For the full game, I rewrote our simulation in Unity, and then worked with Cal Academy staff to design game mechanics that better suited their educational goals. We shifted the focus away from how population growth interacts with climate change, and focused specifically on food production and food choices. The goal was to teach players to make more climate-conscious decisions about the food that they eat, and to show them how farmers can become more resilient against droughts. To help encourage more strategic, considered play, I made the game turn-based.
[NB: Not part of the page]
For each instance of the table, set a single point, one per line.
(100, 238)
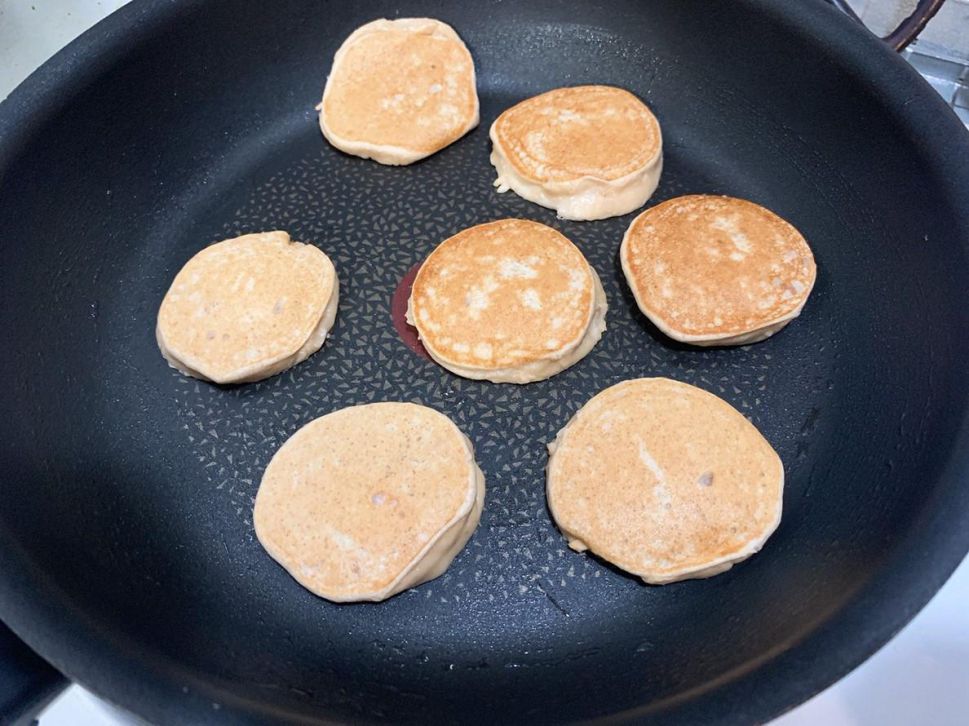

Instead of growing a city by changing its food preferences, the player filled food orders by placing and “harvesting” farms of different varieties. Orders typically asked for volumes of “Protein” and “Veggies”: generic resources that farms produced at varying rates. Players could chose which types of crops to grow based on the amount of time, water, and land they all needed. Each type of farm was modeled after a basic crop grown in the Central Valley of California, and I worked with the Cal Academy staff to balance the costs and payouts to reflect the real world.
You can play Cornucopia at the Cal Academy website, or on my Github.